Roland Barthes uses the terms studium and punctum when he poses the question: what it is that distinguishes a photograph from a mere snapshot? He uses the word studium to refer to the interest we may have in photographs. Studium is the interest we have when we open a newspaper, for example. We participate in the faces, the gestures, the actions, the events, and the situations that are depicted. The studium is in the order of liking or disliking, but not of loving or overwhelming emotions; it mobilizes a half desire. It is the same interest that one takes in watching people or their clothes while having a coffee on a terrace, and that one may find “all right.” To recognize the studium is to recognize the photographer’s intentions, of which one may approve or disapprove. But what breaks or punctures the studium of an image is the punctum. The term punctum means point, sting. Actually, Barthes is not really explaining why an image is compelling, but he draws our attention to the fact that it is so and he wonders why it is so.

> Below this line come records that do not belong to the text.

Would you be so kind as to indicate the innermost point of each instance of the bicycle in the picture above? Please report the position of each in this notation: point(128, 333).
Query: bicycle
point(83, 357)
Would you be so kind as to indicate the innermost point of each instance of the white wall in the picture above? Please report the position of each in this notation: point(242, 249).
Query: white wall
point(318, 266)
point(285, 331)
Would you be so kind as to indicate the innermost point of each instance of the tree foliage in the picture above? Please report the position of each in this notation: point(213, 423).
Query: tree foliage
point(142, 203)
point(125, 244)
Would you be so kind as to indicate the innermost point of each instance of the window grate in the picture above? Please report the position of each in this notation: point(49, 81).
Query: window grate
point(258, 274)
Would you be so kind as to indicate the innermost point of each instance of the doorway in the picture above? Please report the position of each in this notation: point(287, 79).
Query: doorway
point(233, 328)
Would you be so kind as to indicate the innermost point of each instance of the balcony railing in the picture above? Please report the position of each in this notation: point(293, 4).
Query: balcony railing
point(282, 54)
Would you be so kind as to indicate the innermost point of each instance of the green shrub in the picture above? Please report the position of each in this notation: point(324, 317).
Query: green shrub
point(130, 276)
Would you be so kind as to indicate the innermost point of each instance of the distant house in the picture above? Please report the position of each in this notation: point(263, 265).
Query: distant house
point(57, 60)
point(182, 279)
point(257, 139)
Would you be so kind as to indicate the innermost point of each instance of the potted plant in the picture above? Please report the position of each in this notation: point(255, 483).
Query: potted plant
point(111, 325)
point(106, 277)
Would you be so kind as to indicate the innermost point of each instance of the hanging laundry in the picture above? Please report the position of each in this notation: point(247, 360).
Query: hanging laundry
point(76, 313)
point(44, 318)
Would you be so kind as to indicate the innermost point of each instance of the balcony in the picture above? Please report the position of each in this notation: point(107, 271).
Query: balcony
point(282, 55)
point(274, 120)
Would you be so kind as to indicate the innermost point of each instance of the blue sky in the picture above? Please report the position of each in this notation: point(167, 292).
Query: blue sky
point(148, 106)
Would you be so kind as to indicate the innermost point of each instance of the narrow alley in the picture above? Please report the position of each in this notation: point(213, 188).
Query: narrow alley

The difference is this: studium is the interest we invest in or bring to a photograph but punctum is that what disturbs us, what disturbs the studium of the image. “A photograph’s punctum is that accident which pricks me (but also bruises me, is poignant to me)” (Barthes, 1981, p. 27). The punctum is what I bring to the photograph and “what is nonetheless already there,” says Barthes (1981, p. 55). It is what may make me shocked, moved, fascinated, compelled, touched, or drawn to a photograph, text, or image.